Türkiye’nin halihazırda uğraştığı sorunların kaynağını, aslen altta yatmakta olan ve Osmanlı’nın yıkılışından beri süregelen bir kopuşun; toplum, insan ve devlet kavramları üzerindeki tecellisinden kaynaklandığını iddia eden Karakoç, çözümün bu kavramların yenilenmiş hallerinin ancak geçmişimizdeki medeniyet, millet, ülke ve toplum anlayışımızla örtüşmesinden doğabileceğini belirtmiştir. Bununla beraber eğer politikacılar buzdağının yalnız görünmekte olan yüzüyle ilgilenirlerse 1950-60 arasında ihtilalle son bulan partiler arası çekişmelerin, 1960-70 arasında toplumu derinden sarsacak derecede şiddetli sağ-sol çatışmalarının, 1970-80 arasında ülkede kol gezen terör ve anarşinin, 1980-90 arasında da henüz yeni gün yüzüne çıkmış olan güneydoğu probleminin ve daha nicelerinin takvimdeki yapraklar eskidikçe yalnız adlarının ve içeriklerinin değişeceğini ama buzdağının hep farklı bir yüzüyle ülkenin refahına bir tehdit oluşturacağını iddia etmektedir. Bu nedenle, bu temel sorunun radikal bir şekilde ele alınması ve kendi deyimiyle 1918’de kopan ipin yerine bağlanması gerektiğini şiddetle savunmaktadır.

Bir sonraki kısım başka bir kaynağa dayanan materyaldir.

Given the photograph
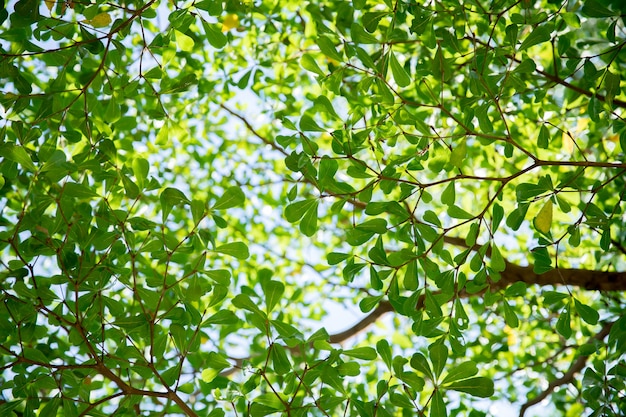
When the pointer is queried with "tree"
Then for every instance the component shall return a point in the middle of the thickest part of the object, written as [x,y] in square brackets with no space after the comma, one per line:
[192,192]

Ortadoğu’nun sorunlarını bizimkilerden ayrı tutmayan diriliş şairi, milliyetçilik akımıyla beraber suni rejimlerle Ortadoğu’nun ve Orta Asya’daki Türk-İslam coğrafyasının suni sınırlarla bölündüğünü öne sürerek millet kavramını bir medeniyetin -ki o da bu bağlamda İslam medeniyetidir- mensubu olan kişilerin oluşturduğu bir topluluk olduğunu belirtmiştir. Aynı medeniyete sahip halkların arasında uzun senelerdir devam etmekte olan bu birlik hissiyatının, toplumların aydınlarınca, ancak gönülleri fethederek ve ortak paydamız olan dini temelleri güçlendirerek ortaya konabileceğini ileri sürmüştür.
Bütün bunlarla beraber Karakoç, uzun soluklu ve arkasında güzel izler bırakan bir İslam partisinin politikadaki yerinin nasıl olması gerektiğini ve sınırlarını da belirlemiştir. Bunların ilki partinin aydın bir zümre tarafından yönetilmesi iken bununla beraber partinin diğer siyasi partilerden olabildiğince farklı olması gerektiğini ve yıllardır yüzleri Batı’ya dönük vaziyette bulunan toplumun aydınlarını da kazanmayı hedeflemesi gerektiğini vurgulamıştır.
Tarihin Yol Ağzında, günümüz Türkiye’sinin içinde bulunduğu atmosferi daha yakından tanıyıp, 90’larda Sezai Karakoç gibi bir aydının ülkenin ve onun komşularının yaşadıkları sorunlara ve geleceklerine dair varsayımlarını öğrenip, sorunu ve çözümü ortaya koyup yakın çağ siyasetine olan bakışı keskinleştirecek bir eserdir. Bu eser, siyasette de günlük hayatta da bölmekten çok birleştirmeye, bütünleştirmeye; ayrıştırmaktan çok ortak paydaları öne çıkarmaya değer veren ve en nihayetinde İslam medeniyetinin diriliş hayaliyle başını yastığa koyan her fertte yankı bulması gereken kitaplardan biridir.